5. The voice processing system according to claim 2, wherein

the one or more processors compute, as the first transmission time, a fixed value set in advance by a wireless communication method.

6. The voice processing system according to claim 1, wherein

the one or more processors,

when the first transmission time is longer than the second transmission time, give a delay time associated with a difference between the first transmission time and the second transmission time to the first speech voice to be input from the wired microphone speaker device, and

when the second transmission time is longer than the first transmission time, give the delay time associated with the difference between the first transmission time and the second transmission time to the first speech voice to be input from the first wireless microphone speaker device.

7. The voice processing system according to claim 1, wherein

when the first wireless microphone speaker device and a second wireless microphone speaker device having a different distance to the wired microphone speaker device from each other are disposed in a same space,

the one or more processors give a first delay time associated with the first wireless microphone speaker device, and a second delay time associated with the second wireless microphone speaker device to the first speech voice to be input from the wired microphone speaker device.

8. The voice processing system according to claim 4, wherein

the one or more processors readjust a delay time, when a radio field intensity of the first wireless microphone speaker device changes.

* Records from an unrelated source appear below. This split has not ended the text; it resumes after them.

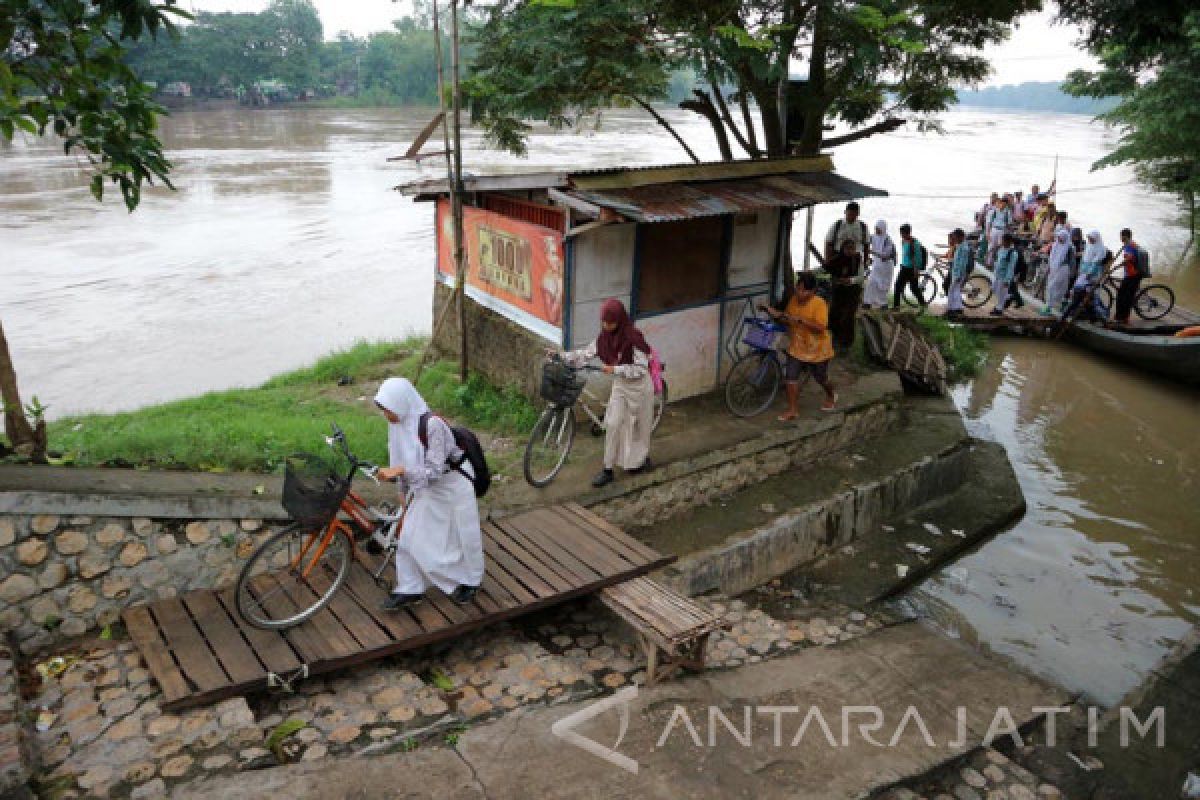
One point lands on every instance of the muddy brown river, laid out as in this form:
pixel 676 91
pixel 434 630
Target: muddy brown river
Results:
pixel 285 241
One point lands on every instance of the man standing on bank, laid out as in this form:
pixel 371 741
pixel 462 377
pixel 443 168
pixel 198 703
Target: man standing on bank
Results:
pixel 809 347
pixel 845 251
pixel 629 417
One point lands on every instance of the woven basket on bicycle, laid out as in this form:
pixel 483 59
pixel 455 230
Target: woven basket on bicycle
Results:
pixel 312 492
pixel 762 334
pixel 561 384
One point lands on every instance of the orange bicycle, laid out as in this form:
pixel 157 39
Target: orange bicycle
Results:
pixel 294 573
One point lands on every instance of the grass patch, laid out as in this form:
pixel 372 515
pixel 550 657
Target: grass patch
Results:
pixel 253 429
pixel 963 349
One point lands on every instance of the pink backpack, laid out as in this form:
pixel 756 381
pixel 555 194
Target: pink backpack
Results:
pixel 657 368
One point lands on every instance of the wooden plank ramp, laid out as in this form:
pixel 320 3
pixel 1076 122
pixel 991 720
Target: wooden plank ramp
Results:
pixel 199 650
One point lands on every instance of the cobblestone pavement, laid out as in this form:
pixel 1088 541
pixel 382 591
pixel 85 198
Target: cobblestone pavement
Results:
pixel 102 732
pixel 984 775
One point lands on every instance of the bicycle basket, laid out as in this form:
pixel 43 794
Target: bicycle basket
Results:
pixel 312 492
pixel 761 335
pixel 561 384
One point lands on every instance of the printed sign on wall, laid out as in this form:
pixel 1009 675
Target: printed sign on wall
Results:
pixel 515 262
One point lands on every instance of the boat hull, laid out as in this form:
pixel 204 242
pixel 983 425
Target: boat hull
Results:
pixel 1163 354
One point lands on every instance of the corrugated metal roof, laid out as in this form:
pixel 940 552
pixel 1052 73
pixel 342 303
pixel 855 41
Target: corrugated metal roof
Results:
pixel 687 200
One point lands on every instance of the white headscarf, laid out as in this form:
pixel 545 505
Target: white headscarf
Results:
pixel 881 242
pixel 1095 252
pixel 399 396
pixel 1061 247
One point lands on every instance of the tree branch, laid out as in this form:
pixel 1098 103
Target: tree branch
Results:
pixel 658 118
pixel 883 126
pixel 727 118
pixel 703 106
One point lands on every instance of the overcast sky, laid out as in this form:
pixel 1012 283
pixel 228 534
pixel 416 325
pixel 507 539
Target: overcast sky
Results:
pixel 1038 50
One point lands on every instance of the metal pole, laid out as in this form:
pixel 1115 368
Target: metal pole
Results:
pixel 808 239
pixel 445 146
pixel 456 196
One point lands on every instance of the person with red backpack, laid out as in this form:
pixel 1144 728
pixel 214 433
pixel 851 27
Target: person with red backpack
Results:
pixel 629 416
pixel 441 542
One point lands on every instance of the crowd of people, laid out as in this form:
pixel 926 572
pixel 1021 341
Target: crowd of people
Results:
pixel 868 269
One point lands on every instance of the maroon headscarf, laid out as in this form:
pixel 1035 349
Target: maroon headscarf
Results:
pixel 617 348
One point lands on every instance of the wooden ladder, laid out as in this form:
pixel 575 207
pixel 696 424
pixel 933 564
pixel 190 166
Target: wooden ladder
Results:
pixel 673 630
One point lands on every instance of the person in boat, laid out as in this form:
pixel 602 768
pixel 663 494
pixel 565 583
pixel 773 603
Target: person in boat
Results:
pixel 912 262
pixel 1001 222
pixel 883 264
pixel 441 543
pixel 1005 276
pixel 960 270
pixel 809 347
pixel 629 416
pixel 845 269
pixel 1093 265
pixel 1059 281
pixel 1135 266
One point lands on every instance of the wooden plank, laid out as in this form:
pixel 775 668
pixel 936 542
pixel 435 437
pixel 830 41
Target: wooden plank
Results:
pixel 577 570
pixel 270 647
pixel 360 625
pixel 155 650
pixel 599 522
pixel 576 540
pixel 335 641
pixel 277 603
pixel 533 561
pixel 191 651
pixel 619 546
pixel 226 642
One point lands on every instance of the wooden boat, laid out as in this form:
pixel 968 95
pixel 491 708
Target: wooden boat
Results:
pixel 1152 348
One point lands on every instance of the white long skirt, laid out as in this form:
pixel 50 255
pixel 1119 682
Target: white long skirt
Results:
pixel 879 284
pixel 441 543
pixel 1057 286
pixel 628 422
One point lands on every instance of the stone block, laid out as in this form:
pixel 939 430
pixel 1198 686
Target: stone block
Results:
pixel 71 542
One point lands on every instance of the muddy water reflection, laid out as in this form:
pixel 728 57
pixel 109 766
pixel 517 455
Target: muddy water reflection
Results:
pixel 1098 579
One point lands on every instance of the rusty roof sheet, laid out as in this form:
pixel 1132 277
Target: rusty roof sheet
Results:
pixel 687 200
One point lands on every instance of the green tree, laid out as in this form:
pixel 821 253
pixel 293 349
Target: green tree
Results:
pixel 871 65
pixel 63 73
pixel 1150 56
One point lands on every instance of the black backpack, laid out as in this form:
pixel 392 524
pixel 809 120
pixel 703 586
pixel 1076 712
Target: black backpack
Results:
pixel 472 451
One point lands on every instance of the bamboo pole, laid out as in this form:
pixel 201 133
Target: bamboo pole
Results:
pixel 450 181
pixel 456 193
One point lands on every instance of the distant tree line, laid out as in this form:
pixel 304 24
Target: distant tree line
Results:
pixel 1035 96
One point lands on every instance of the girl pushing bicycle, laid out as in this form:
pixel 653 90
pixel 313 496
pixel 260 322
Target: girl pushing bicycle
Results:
pixel 629 417
pixel 441 542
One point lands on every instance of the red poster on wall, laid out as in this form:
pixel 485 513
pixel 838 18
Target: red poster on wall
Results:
pixel 515 262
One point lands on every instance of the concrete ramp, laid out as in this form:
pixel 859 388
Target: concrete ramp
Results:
pixel 519 756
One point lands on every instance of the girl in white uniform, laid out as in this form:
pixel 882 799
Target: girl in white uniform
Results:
pixel 441 543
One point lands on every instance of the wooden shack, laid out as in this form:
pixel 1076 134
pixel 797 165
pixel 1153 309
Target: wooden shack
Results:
pixel 689 248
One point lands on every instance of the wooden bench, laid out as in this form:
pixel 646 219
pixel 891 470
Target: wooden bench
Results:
pixel 673 630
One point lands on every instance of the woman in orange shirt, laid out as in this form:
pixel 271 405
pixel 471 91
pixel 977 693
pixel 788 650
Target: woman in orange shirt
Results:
pixel 810 347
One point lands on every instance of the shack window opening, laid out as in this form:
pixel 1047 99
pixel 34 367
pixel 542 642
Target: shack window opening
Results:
pixel 679 264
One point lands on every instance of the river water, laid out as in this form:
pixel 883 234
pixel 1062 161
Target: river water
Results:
pixel 285 241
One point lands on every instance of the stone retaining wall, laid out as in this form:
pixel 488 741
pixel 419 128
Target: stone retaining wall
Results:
pixel 65 576
pixel 699 481
pixel 803 534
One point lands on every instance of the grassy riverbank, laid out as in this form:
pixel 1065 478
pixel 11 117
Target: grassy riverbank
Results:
pixel 255 428
pixel 964 350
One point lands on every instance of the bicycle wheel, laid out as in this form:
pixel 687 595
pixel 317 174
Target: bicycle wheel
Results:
pixel 660 404
pixel 753 383
pixel 289 577
pixel 976 292
pixel 1155 301
pixel 1105 296
pixel 928 284
pixel 550 441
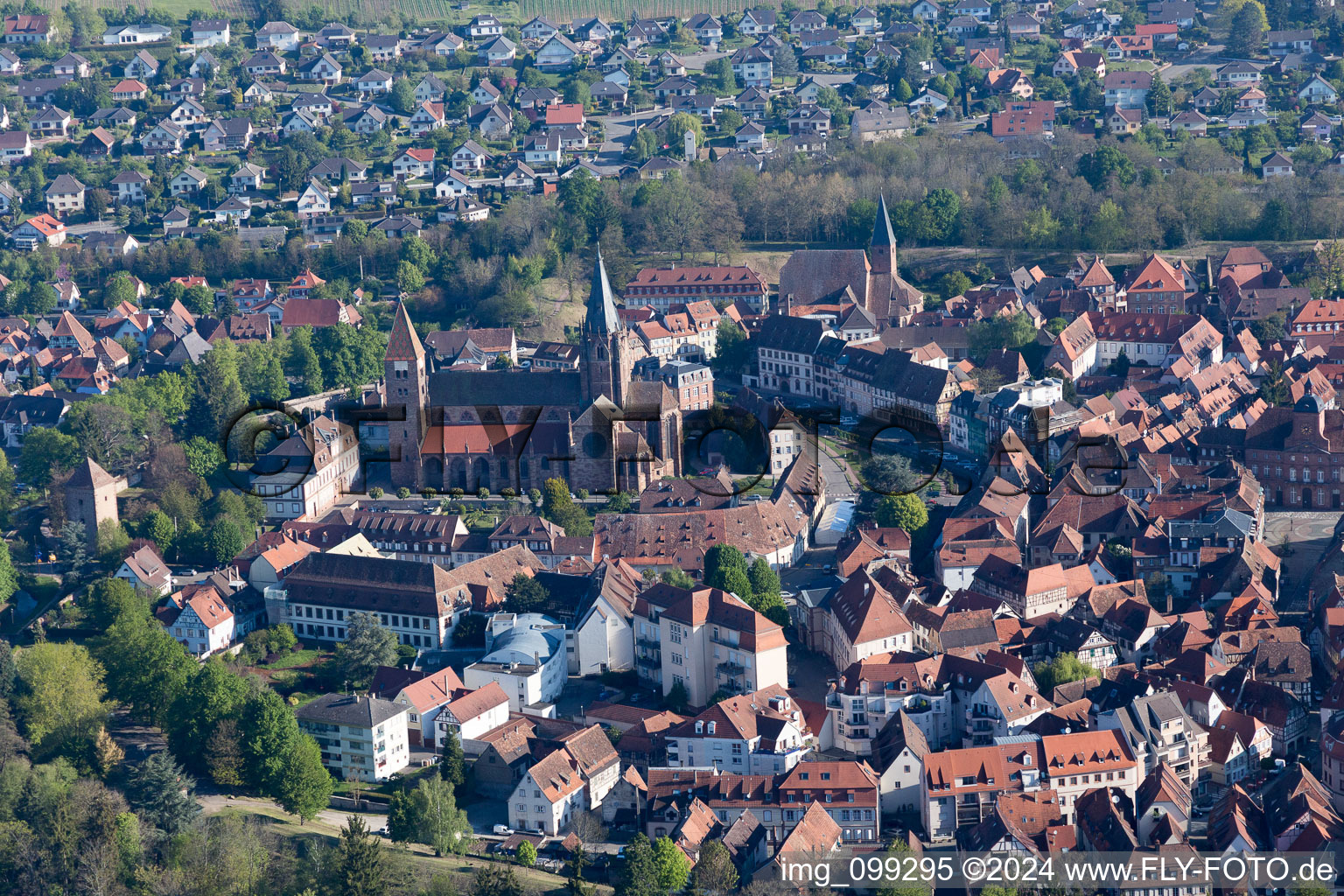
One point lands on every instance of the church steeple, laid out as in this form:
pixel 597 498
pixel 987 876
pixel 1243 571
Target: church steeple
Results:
pixel 883 248
pixel 601 318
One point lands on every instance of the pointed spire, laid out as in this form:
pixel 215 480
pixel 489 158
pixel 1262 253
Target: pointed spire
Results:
pixel 882 233
pixel 403 343
pixel 601 318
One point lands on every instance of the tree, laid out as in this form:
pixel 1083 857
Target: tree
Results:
pixel 46 454
pixel 639 872
pixel 524 594
pixel 162 793
pixel 368 647
pixel 203 457
pixel 1062 669
pixel 669 864
pixel 60 697
pixel 1106 163
pixel 440 822
pixel 73 547
pixel 1246 32
pixel 714 875
pixel 403 95
pixel 902 511
pixel 305 785
pixel 765 582
pixel 225 757
pixel 452 765
pixel 225 542
pixel 360 870
pixel 676 697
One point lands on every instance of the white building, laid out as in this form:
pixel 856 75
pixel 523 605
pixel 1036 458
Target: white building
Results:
pixel 200 620
pixel 305 474
pixel 360 738
pixel 526 657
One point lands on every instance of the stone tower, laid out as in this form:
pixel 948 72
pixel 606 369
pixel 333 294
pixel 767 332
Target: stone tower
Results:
pixel 406 386
pixel 92 499
pixel 882 251
pixel 606 359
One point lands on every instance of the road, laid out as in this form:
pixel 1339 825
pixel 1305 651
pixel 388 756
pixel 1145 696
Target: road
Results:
pixel 617 133
pixel 1306 536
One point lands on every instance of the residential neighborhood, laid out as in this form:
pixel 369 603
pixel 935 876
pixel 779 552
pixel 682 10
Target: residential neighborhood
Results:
pixel 489 453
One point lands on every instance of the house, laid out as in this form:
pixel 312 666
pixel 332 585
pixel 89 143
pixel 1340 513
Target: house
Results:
pixel 1074 60
pixel 469 156
pixel 145 570
pixel 130 186
pixel 265 63
pixel 65 195
pixel 750 137
pixel 225 135
pixel 1277 165
pixel 323 69
pixel 706 29
pixel 571 780
pixel 277 35
pixel 1318 90
pixel 752 66
pixel 413 164
pixel 130 89
pixel 1191 121
pixel 72 66
pixel 315 200
pixel 1283 43
pixel 50 121
pixel 1128 89
pixel 494 120
pixel 136 34
pixel 500 52
pixel 210 32
pixel 25 29
pixel 1124 121
pixel 15 145
pixel 200 618
pixel 188 183
pixel 556 54
pixel 539 29
pixel 374 80
pixel 360 738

9. The voice processing system according to claim 4, wherein

the one or more processors stop adjustment processing of a delay time associated with the first wireless microphone speaker device, when the radio field intensity of the first wireless microphone speaker device is lowered to a value less than a threshold value.

10. The voice processing system according to claim 1, wherein

the one or more processors further adjust a delay time, based on an outside air temperature.

11. A voice processing method to be performed in a voice processing device in which a wireless microphone speaker device capable of being carried by a user and wirelessly connected, and a wired microphone speaker device that is wiredly connected are disposed in a same space, the voice processing device processing a voice to be received from each of the wireless microphone speaker device and the wired microphone speaker device,

the voice processing method being performed by one or more processors,

the voice processing method comprising:

computing a first transmission time when a first speech voice of a first user is input to a first wireless microphone speaker device carried by the first user and received by the voice processing device, and a second transmission time when the first speech voice of the first user is input to the wired microphone speaker device and received by the voice processing device; and

adjusting a delay time of at least either of the first wireless microphone speaker device and the wired microphone speaker device, based on the first transmission time and the second transmission time.